Brownfield development of Merwede in Utrecht, aiming sustainability

Brownfield development of Merwede in Utrecht, aiming sustainability

Merwede is a neighbourhood in Utrecht, one of the fastest growing cities in the Netherlands. An old industrial area, it is now undergoing a transformation process based on urban planning criteria that puts clean and shared mobility ahead of the existing prioritisation of road traffic.The demolition works have begun in 2020 and the final project includes sustainable housing for around 12,000 people (the first residents are expected to move in by 2024). The new neighbourhood of Merwede will enable residents to access all the services on foot or using bicycles.
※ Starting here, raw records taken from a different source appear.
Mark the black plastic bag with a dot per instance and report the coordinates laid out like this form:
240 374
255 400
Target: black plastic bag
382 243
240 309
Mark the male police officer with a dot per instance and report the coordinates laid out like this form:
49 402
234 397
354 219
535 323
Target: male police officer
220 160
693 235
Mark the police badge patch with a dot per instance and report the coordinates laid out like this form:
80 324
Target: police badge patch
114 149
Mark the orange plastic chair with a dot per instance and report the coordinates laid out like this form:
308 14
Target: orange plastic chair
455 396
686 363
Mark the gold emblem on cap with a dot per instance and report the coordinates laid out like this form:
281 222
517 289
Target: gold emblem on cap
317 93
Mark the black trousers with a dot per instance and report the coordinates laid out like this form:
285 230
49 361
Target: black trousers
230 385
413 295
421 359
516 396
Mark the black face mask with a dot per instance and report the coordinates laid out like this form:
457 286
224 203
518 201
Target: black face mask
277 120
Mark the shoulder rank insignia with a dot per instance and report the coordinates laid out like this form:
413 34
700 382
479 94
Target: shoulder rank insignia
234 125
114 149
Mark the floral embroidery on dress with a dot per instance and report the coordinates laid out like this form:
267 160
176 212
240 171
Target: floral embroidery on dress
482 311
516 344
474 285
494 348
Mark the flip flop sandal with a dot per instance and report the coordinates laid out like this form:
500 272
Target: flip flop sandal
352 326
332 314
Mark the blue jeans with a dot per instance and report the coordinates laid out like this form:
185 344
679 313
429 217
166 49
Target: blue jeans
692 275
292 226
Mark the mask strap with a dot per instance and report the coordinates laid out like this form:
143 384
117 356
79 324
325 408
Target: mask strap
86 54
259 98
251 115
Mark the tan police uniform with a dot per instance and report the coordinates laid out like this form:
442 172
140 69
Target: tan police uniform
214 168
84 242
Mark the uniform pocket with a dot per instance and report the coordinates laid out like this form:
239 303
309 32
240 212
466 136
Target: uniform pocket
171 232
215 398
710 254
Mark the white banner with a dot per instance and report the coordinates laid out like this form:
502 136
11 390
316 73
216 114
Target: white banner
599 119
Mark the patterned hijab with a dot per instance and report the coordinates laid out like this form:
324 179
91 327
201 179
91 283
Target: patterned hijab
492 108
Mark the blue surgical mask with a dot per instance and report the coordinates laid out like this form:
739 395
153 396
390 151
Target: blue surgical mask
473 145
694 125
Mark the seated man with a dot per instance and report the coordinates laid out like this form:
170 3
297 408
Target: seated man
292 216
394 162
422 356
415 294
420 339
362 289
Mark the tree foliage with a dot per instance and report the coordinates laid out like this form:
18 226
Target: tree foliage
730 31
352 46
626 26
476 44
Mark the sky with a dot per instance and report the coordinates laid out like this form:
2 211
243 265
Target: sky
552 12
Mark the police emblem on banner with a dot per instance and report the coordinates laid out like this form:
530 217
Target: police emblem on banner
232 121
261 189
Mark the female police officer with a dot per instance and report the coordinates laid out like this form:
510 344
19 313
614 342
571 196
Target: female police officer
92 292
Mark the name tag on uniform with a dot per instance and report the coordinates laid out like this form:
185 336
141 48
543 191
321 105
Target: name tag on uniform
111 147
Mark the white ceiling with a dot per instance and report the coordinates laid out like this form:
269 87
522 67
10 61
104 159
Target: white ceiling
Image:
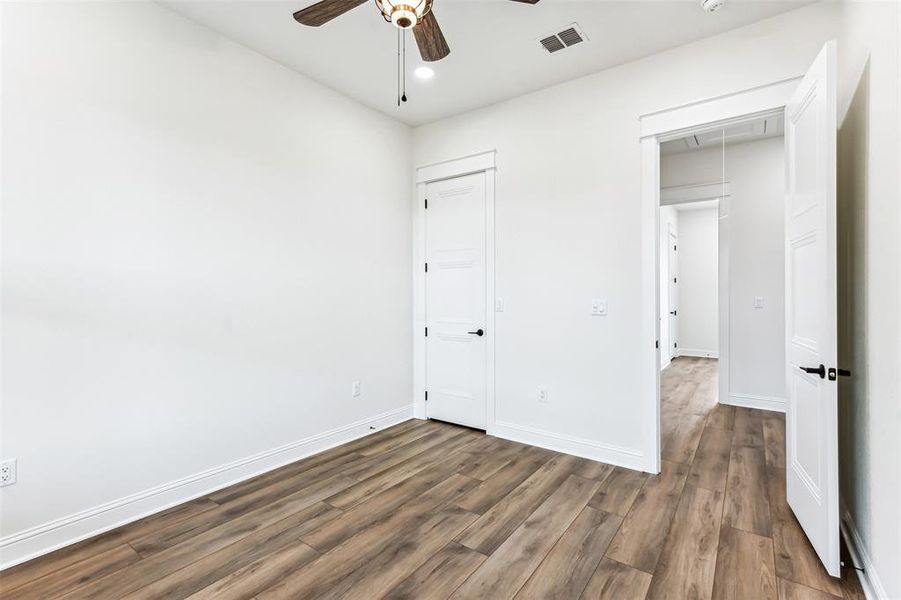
739 133
494 50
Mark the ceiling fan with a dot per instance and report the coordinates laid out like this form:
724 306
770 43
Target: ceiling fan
403 14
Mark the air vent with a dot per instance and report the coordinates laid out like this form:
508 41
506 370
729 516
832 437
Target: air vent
570 36
552 43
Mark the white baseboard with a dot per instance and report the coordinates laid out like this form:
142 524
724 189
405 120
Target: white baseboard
31 543
606 453
869 580
698 353
760 402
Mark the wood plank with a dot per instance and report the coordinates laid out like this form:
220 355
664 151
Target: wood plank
710 467
492 490
565 572
615 581
774 439
748 427
439 576
618 491
640 538
240 504
510 566
493 527
376 508
483 463
402 558
383 462
747 506
256 546
681 444
744 566
258 575
722 416
24 573
367 488
74 576
789 590
323 576
688 560
796 559
150 569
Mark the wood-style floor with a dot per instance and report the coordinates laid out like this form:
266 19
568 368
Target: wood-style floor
427 510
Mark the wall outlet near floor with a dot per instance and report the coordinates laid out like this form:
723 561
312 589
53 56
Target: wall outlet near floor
7 472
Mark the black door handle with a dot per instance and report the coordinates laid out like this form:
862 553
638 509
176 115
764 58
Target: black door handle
821 370
836 373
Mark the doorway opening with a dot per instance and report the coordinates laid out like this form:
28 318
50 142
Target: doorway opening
722 290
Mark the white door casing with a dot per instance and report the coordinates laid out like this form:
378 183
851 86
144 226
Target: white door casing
811 297
673 293
456 300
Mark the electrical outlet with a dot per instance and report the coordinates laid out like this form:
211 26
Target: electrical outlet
7 472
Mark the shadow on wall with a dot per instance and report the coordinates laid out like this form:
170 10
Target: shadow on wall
852 201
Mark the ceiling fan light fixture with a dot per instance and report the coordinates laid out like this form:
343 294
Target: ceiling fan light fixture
404 14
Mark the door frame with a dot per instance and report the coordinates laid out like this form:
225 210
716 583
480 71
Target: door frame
470 164
655 128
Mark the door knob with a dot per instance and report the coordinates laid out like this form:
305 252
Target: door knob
821 370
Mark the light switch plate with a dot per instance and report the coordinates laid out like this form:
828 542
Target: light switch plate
598 307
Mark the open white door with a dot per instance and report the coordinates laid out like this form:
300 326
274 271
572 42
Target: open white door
673 294
810 290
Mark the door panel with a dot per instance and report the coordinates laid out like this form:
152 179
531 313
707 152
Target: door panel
456 300
811 296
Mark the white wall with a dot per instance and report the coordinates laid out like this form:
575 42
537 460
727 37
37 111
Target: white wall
869 269
698 282
201 251
753 225
669 221
568 225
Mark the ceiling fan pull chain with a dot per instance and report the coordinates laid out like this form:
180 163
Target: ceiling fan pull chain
404 69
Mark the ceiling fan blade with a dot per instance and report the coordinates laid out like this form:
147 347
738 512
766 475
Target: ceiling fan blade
431 42
323 12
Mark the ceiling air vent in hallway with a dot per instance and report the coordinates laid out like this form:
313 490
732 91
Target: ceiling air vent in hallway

It aims also to become the most sustainable city possible. The key elements of this smart, sustainable urban development initiative are the following:

To become a car-free neighborhood

In Merwede, it is estimated that there will only be three spaces for every 10 households reserved for cars and 300 of these will be for shared vehicles. There will be networks and services in place for shared cars and bicycles, with plans for an entire public transport system that will connect the neighbourhood with the whole of the Netherlands. The challenge is obvious: instead of one (or more) cars per household, there will be one car for every three households, which will free the streets of traffic and parking spaces. The heart of the district itself will be a car-free zone.

Walking, cycling, public transport

Instead of cars, the project designers are looking to further boost the use of bicycles in Merwede. The new city district of Merwede is a good start for a shift from cars to cycling and walking and from private ownership to sharing. Apart from reducing pollution, cycling can help to reduce stress and the risk of chronic diseases such as heart disease, type-2 diabetes and strokes. Furthermore, bike-friendly cities can also increase the safety of cyclists. Therefore, the city council wants cycling to be even more attractive for these and other citizens and Utrecht’s mobility policy has this transport system as its central theme.

Gardens and solar panel rooftops to save energy

Instead of areas reserved for parking vehicles, Merwede will have lots of green areas and public spaces. In fact, every block that is built in this area will have an interior garden and the idea is for many of them to be accessible to all residents. All services are planned to be within a short distance, so people can go shopping, work and practice sports in the neighbourhood and relax on a terrace in one of the city’s squares without having to use their cars.Greenery and solar panels will be installed on roofs, with the aim of making the neighbourhood more sustainable.